A Constituição Federal de 1988, quando traça às balizas necessárias a legitimidade do ato, não estipula condicionantes a sua realização. No momento em que se autoriza, para sustação de ato (que é) eminentemente político, fundamentando em argumento que não é jurídico, nasce, de dentro do Poder Judiciário, decisão com a pecha do ativismo judicial, violador dos pré-compromissos democráticos que, na linguagem de Georges Abboud, quer dizer Constituição Federal e leis infraconstitucionais[5].

Não se pode, sob qualquer perspectiva, exigir racionalidade jurídica quando os critérios usados na construção da decisão dos magistrados fogem da esfera do Direito: daquilo que foi votado, aprovado e publicado em Diário Oficial da União, sob pena de escancarar perigosíssimo precedente autorizador da aplicação da legislação em qualquer medida.

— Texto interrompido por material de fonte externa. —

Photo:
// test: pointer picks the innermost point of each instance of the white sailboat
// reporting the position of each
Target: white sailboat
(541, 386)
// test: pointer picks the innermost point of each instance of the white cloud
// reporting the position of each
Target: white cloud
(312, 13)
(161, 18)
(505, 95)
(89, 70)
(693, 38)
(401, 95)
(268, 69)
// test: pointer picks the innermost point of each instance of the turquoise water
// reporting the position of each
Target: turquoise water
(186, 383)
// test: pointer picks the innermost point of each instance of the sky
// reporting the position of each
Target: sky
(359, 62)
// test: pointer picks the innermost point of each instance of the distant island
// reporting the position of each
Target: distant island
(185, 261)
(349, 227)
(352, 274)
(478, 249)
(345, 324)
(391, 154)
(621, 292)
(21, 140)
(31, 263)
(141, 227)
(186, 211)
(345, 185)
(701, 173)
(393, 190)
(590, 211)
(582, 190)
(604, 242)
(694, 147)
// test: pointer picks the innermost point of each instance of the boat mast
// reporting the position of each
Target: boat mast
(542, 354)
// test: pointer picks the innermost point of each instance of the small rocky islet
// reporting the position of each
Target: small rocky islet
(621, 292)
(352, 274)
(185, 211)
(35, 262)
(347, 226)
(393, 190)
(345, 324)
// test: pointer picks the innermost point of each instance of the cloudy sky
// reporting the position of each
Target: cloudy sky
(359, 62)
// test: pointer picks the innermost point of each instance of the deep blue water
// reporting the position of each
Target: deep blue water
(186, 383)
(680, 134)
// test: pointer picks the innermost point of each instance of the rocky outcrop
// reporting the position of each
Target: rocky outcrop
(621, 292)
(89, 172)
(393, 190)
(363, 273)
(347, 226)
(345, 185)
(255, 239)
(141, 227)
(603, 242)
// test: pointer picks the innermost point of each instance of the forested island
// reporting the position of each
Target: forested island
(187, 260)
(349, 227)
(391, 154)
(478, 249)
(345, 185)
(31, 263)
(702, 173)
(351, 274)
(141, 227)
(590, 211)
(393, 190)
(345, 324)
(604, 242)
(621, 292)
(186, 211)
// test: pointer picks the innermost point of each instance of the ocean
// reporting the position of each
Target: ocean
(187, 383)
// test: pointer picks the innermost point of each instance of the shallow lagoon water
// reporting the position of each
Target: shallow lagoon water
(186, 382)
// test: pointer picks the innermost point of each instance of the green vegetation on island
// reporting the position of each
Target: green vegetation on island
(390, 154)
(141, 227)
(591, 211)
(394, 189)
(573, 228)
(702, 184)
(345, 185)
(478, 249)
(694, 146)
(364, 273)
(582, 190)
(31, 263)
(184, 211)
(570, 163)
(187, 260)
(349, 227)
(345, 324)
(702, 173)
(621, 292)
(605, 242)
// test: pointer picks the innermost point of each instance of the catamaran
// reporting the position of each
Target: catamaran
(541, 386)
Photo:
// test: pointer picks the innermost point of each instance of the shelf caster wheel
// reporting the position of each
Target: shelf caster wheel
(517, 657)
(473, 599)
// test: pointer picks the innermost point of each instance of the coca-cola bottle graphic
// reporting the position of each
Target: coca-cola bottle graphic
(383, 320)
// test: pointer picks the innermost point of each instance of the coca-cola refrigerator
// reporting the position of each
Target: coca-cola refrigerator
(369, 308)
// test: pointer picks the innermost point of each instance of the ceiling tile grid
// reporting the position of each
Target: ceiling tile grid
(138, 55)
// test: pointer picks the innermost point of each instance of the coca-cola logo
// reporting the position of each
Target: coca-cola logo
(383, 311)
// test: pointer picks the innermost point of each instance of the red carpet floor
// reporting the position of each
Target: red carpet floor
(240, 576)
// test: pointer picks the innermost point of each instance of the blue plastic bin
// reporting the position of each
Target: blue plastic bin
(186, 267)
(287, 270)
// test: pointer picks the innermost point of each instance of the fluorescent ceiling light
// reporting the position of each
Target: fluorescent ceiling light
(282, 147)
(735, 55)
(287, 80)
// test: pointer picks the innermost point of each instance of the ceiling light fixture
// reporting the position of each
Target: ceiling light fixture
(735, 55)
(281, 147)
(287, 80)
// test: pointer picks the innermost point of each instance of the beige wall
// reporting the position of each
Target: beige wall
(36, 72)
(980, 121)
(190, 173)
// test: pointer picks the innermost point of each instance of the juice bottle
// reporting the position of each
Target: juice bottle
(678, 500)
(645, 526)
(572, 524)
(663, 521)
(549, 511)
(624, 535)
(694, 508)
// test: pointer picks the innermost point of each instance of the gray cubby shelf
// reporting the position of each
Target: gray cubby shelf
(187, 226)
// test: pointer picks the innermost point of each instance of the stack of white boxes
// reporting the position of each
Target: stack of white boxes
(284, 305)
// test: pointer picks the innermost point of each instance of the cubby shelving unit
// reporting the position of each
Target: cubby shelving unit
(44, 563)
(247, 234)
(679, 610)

No Estado Democrático de Direito, péssimas nomeações podem acontecer (e acontecem). É na imperfeição democrática que o texto constitucional autoriza nomeações ruins. Para cada nomeação desse tipo, outras tantas viram. É perigoso, sobretudo, por que não se pode transformar o Supremo Tribunal Federal em órgão de consulta prévia de nomeação, muito menos, por meio de Mandado de Segurança, suscitando suposto direito líquido e certo.

A solução é democraticamente ruim e expõe, mais uma vez, o remédio para péssimos governos: as Eleições Gerais. É o ônus que o presidencialismo brasileiro deve carregar!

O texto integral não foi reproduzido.